March 21, 2014

A Lenten Reflection by My Favorite Man...





Pain.  The word itself causes discomfort, and the sound of the word is quite annoying.  ”Pain.”  It’s likely the mere mention of the word has brought a uncomfortable situation or event to mind, as if it was waiting to be released to plague you again.  My apologies.  Maybe we should pontificate the word pleasure instead.  Ah, “Pleasure”.  It just rolls off the tongue like candy.  Ironically, without pain, pleasure would be elusive and wholly incomplete.  Without the experience and awareness of something broken and missing, wholeness has no meaning, like candy with no flavor; we know it should taste good, we even want it to taste good.  But it doesn’t taste at all.



While I generally choose to avoid painful situations myself, I have grown to appreciate the value of unrest and discomfort, producing a longing for something better.  A number of years ago I injured my back while playing with my children.  I didn’t realize how good my back felt, until it didn’t.  I didn’t realize how healthy I was, until I wasn’t.  My children didn’t realize how fun dad was, until he wasn’t.  Put another way, without the presence of pain we are not apt to recognize and appreciate it’s absence.  Otherwise known as wholeness or goodness.  I don’t mean to trivialize deep wounds that may have been inflicted upon you, pain so deep and wretched few could comprehend.  If you carry that kind of pain, may God grant you rest and peace.

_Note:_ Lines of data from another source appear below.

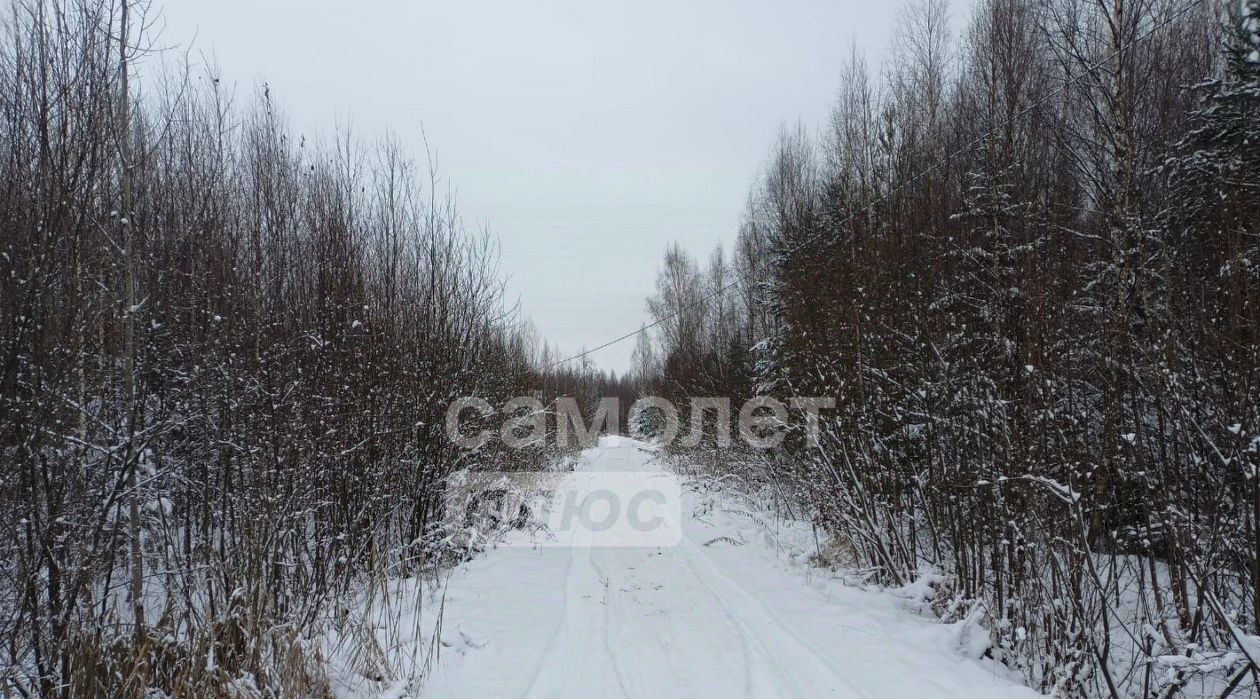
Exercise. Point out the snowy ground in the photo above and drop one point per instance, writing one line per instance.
(723, 613)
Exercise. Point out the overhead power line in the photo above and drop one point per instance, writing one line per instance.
(922, 174)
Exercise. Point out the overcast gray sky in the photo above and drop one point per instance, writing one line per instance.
(587, 135)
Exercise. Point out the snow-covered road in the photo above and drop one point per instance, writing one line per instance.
(693, 620)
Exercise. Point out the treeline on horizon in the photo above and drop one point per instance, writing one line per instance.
(1026, 261)
(226, 359)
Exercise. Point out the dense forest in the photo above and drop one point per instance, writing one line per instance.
(226, 358)
(1022, 258)
(1027, 266)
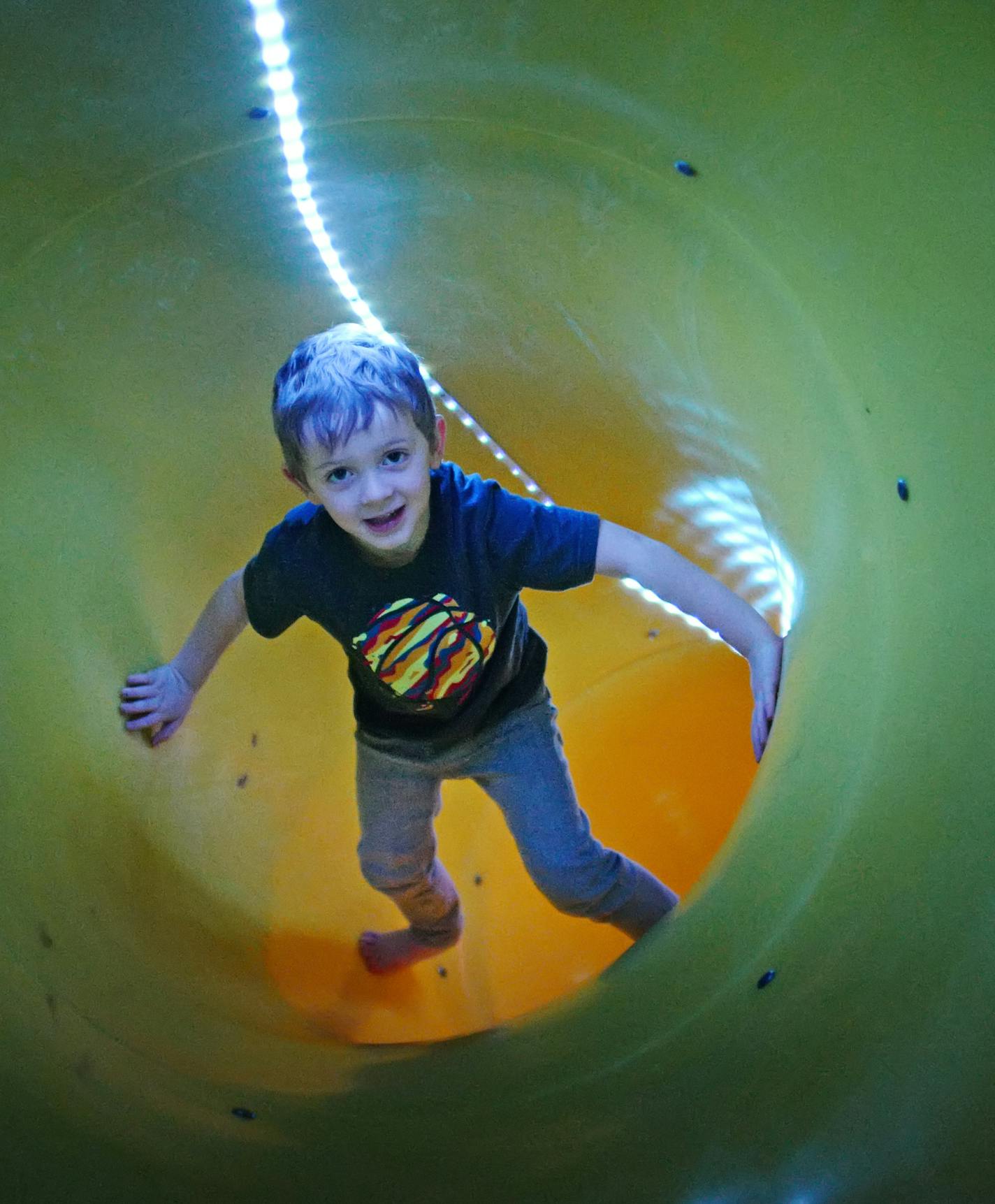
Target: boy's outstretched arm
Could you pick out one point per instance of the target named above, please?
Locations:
(163, 696)
(658, 567)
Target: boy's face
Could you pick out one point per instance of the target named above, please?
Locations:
(376, 486)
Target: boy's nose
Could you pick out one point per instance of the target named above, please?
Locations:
(375, 491)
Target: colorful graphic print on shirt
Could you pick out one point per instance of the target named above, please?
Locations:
(427, 649)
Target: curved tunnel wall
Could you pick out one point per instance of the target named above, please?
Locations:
(806, 317)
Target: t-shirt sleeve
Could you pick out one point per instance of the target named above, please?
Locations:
(541, 547)
(270, 583)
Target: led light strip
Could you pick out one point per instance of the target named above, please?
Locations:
(276, 55)
(270, 28)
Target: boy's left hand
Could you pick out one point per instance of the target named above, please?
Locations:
(764, 682)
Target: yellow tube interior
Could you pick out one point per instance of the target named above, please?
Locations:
(794, 328)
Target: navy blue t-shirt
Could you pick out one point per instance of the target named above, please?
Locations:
(439, 648)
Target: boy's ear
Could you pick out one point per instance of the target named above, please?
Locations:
(440, 442)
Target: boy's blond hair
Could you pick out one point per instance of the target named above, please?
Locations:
(331, 383)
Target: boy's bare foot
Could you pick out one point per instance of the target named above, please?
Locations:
(387, 952)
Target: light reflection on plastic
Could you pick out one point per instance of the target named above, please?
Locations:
(270, 28)
(734, 521)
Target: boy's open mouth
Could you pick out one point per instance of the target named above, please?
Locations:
(386, 521)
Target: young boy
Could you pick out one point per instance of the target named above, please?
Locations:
(416, 570)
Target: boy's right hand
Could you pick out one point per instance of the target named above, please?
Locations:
(161, 696)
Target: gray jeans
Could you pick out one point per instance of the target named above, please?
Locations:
(519, 762)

Pain is always a symptom of something else, not the problem itself.   Broken relationships, difficult physical conditions, unattended longings.  They all produce this feeling of pain and drive a desire inside us for something better.  Paul describes Jesus as the man that “God raised up, having loosed the pains of death: because it was not possible that he should be holden of it.”  (Acts 2:24)  The “pains of death”.  It’s quite possible Paul was indicating that Jesus’ death was painful, or that death in general is painful.  It’s also possible that Paul was relating pain and death, as if they are similar in nature.  In either case, he goes on to say it is not possible for Jesus to be constrained by either pain or death.  Whatever ails you today, it cannot constrain Jesus working in you.  May He use your pain, my pain, to help us see, taste and long for something better.



Lord, give us eyes to see your goodness.  Help us embrace our pain, and somehow better know pleasure as a result.  Thank you for sending Jesus, who could not be constrained by pain and death.  Help me trust Him with my pain, and believe He is able to meet me in it, and somehow overcome it as well.